Let $$X_n=\begin{cases} 1/n, &\text{ with prob } 1-1/n\\ n^2, &\text{ with prob } 1/n.\end{cases}.$$ $$Y_{n}=\begin{cases} 0, &\text{ with prob } 1-1/n\\ n, &\text{ with prob } 1/n.\end{cases}.$$
We want to show that $X_n \rightarrow 0$ in probability, which means showing that $\lim_{n\rightarrow\infty}P(|X_n-0|>\epsilon)=0$ for all $\epsilon>0$. And similarly for showing $Y_n \rightarrow 0$ in probability.
The solutions I've seen to these questions go as follows:
Whenever $\epsilon>1/n$, we have $0\leq P(|X_n-0|>\epsilon)=P(X_n>1/n)=P(X_n=n^2)=1/n$. The result follows by letting $n\rightarrow \infty$ and using the Sandwich theorem.
And for the second one (https://youtu.be/x4q6H6lxFFE?t=594):
Whenever $\epsilon<n$, we have $0\leq P(|Y_n-0|\geq \epsilon)=1/n$. The result follows by letting $n\rightarrow \infty$ and using the Sandwich theorem.
Simple enough, but why are we allowed to put conditions on $\epsilon$? I thought $\epsilon$ was just any positive number. Also even though the examples are really similar, in one case it's $\epsilon>1/n$ and in the other it's $\epsilon<n$. Is that just because one definition allows for $> \epsilon$ and the other is $\geq\epsilon$?

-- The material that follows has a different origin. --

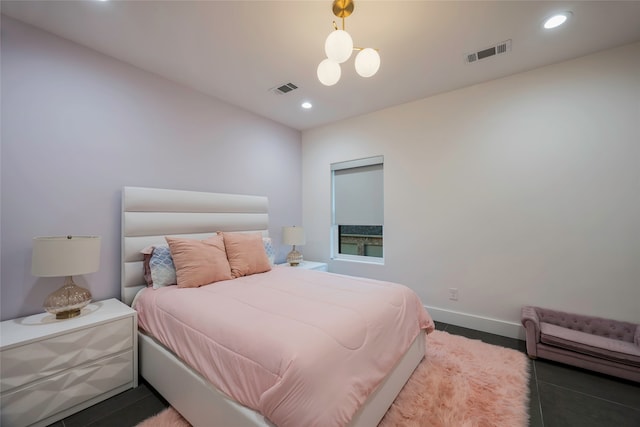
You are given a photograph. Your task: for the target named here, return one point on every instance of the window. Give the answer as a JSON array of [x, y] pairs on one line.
[[358, 209]]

Edit: On second glance I'm confused as to why the second proof has $\epsilon<n$? Shouldn't it just be $\epsilon>0$ as then $P(|Y_n|>\epsilon)=P(Y_n>0)=P(Y_n=n)=1/n$?
This is not a condition to $\epsilon$. This is a condition to $n$. Read it as follows:
Whenever $n>1/\epsilon$, we have $$0\leq P(|X_n−0|>\epsilon)=P(X_n>1/n)=P(X_n=n^2)=1/n$$
For any $\epsilon>0$ and for $n\to\infty$ the moment when $n$ became greater than $1/\epsilon$ will definitely come. Moreover, since we find limits, we are not interested in the behaviour of first elements in the sequence of $P(|X_n−0|>\epsilon)$. We can only check how this probability looks like for sufficiently large $n$.
For the second question: Sure, $\epsilon>0$ by definition of convergence in probability, and for the case when the values of $Y_n$ are either zero or $n$, to have $Y_n>\epsilon$ iff $Y_n=n$ you should have $n>\epsilon$.